Дальше, впрочем, «человеческий образ в его совершенном развитии» конкретизировался до деталей, указывающих на то, что художник был все-таки мужчиной. Для Грязнова и Турецкого — людей с заурядными сексуальными вкусами, придерживающихся «скучной общественной морали», — читать это было противно, а временами смешно. Впрочем, никто из них не только не засмеялся, но даже не хмыкнул: этому выражению чувств препятствовало постоянное сознание, что рука, любовно выводившая эти строки, тлеет сейчас в могиле. Обоим казалось, что они присутствуют при эксгумации пострадавшего, убитого каким-то сложным и непристойным способом… Не выдержав, Слава вскочил и прошелся по комнате.
— Может, чайку? — обращаясь к окну, закрытому занавесками, вопросил он.
— Какой чаек, меня сейчас стошнит! Послушай-ка, Слава, чтобы нам быстрее управиться, давай-ка читать порознь: половину тетрадей возьму я, половину — ты. Если наткнемся на что-то ценное, поделимся.
Слава с радостью согласился. Выражение «чтобы быстрее управиться» его не обмануло: просто-напросто невыносимо было читать вместе двум людям нормальной половой ориентации все эти описания. И долг службы здесь ни при чем.

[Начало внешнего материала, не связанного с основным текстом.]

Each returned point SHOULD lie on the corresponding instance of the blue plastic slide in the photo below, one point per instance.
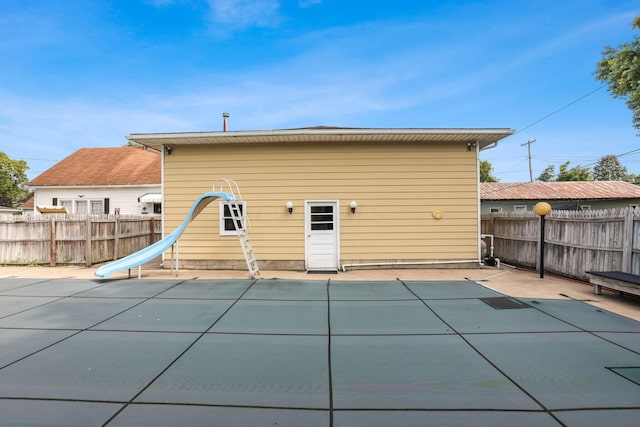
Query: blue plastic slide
(158, 248)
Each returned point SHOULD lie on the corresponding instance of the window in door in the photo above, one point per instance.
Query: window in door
(226, 219)
(322, 217)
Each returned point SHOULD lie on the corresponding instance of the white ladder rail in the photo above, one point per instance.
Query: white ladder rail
(240, 221)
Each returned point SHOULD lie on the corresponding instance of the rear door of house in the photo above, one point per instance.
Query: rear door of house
(321, 230)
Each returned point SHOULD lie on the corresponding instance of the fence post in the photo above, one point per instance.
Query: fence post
(53, 246)
(87, 249)
(627, 241)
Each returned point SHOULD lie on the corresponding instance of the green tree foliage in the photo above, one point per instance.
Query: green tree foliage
(620, 70)
(13, 181)
(548, 174)
(576, 173)
(609, 168)
(485, 172)
(633, 178)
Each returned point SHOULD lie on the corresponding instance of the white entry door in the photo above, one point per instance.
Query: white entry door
(321, 226)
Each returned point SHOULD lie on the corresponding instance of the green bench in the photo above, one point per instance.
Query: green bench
(616, 280)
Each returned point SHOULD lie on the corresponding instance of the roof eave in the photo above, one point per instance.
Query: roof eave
(487, 138)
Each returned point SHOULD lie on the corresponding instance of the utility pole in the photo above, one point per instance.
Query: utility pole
(528, 144)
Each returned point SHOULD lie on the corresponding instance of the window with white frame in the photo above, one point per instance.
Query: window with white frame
(226, 219)
(97, 206)
(67, 204)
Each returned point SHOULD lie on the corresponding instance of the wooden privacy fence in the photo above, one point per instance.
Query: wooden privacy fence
(575, 241)
(74, 239)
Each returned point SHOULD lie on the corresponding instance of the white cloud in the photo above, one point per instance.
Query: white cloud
(242, 14)
(308, 3)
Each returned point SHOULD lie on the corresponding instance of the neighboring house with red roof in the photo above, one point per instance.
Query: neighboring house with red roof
(125, 180)
(28, 207)
(564, 195)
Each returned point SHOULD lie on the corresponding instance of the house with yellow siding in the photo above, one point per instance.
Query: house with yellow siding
(328, 198)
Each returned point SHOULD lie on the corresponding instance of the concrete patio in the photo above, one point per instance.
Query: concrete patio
(482, 346)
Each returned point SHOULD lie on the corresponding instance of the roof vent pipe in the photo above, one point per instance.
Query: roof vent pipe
(225, 117)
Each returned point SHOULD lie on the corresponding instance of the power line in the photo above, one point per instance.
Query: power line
(557, 111)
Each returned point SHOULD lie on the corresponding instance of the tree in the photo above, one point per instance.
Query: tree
(485, 172)
(13, 181)
(576, 173)
(609, 168)
(620, 70)
(548, 174)
(633, 178)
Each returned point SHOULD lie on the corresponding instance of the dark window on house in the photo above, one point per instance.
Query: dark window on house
(322, 217)
(226, 219)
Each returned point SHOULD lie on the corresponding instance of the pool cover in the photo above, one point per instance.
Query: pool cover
(278, 352)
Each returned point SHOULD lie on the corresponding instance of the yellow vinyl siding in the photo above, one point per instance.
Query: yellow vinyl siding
(396, 187)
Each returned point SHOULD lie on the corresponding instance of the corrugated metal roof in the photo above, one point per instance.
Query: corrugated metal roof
(565, 190)
(104, 166)
(484, 137)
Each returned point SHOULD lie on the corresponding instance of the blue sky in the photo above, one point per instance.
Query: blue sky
(86, 73)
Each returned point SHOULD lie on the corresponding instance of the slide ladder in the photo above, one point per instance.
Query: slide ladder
(240, 222)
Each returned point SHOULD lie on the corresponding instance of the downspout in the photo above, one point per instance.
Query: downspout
(480, 235)
(479, 218)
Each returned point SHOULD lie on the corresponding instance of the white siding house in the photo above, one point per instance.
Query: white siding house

Прочесывая свою порцию записей, Турецкий задержался на фрагменте семейного быта супругов Великановых:
«Ксения приобрела нервность в еде. Сидеть с ней за одним столом становится невыносимо: в моем присутствии она обязательно начинает стучать ножом и вилкой по тарелке при разрезании мяса, обрызгивать скатерть соусом или (самое безобидное!) измельчать накрашенными в кровь ногтями бумажную салфетку. Не раз я ловил ее на тайном поедании из шуршащих пакетиков соленого арахиса, жареных семечек и прочей мусорной снеди. Удовлетворив эту потребность, она бежит к унитазу и засовывает два пальца в рот, как будто вместе с недоброкачественной пищей стремится изгнать из себя нечто ее беспокоящее. Нечто, вошедшее в ее жизнь вместе со мной… Кое-что относительно моих желаний она знает точно, об остальном может только догадываться. Я не обязан оправдываться перед Ксенией: я таков, каков я есть. Когда она узнала, каков я на самом деле, она, с извечной враждебностью, обращаемой женщиной против того, кто не в силах любить ее, могла бы изгнать меня — раз и навсегда, вместо того чтобы практиковать свои пищевые фокусы. Или завести себе любовника, на худой конец. Неужели я бы ее не понял? Неужели я бы ее упрекнул? Упрекать скорее следовало бы меня, потому что я ее обманул. Невольно. Я пытался, скорее, обмануть свою природу, полагал, что если не получилось с Лилей, получится с Ксенией, которая совсем не похожа на Лилю. Не получилось; ну так что же! Это не причина для Ксении портить свою жизнь. Она свободна любить кого хочет, точно так же, как свободен в этом и я.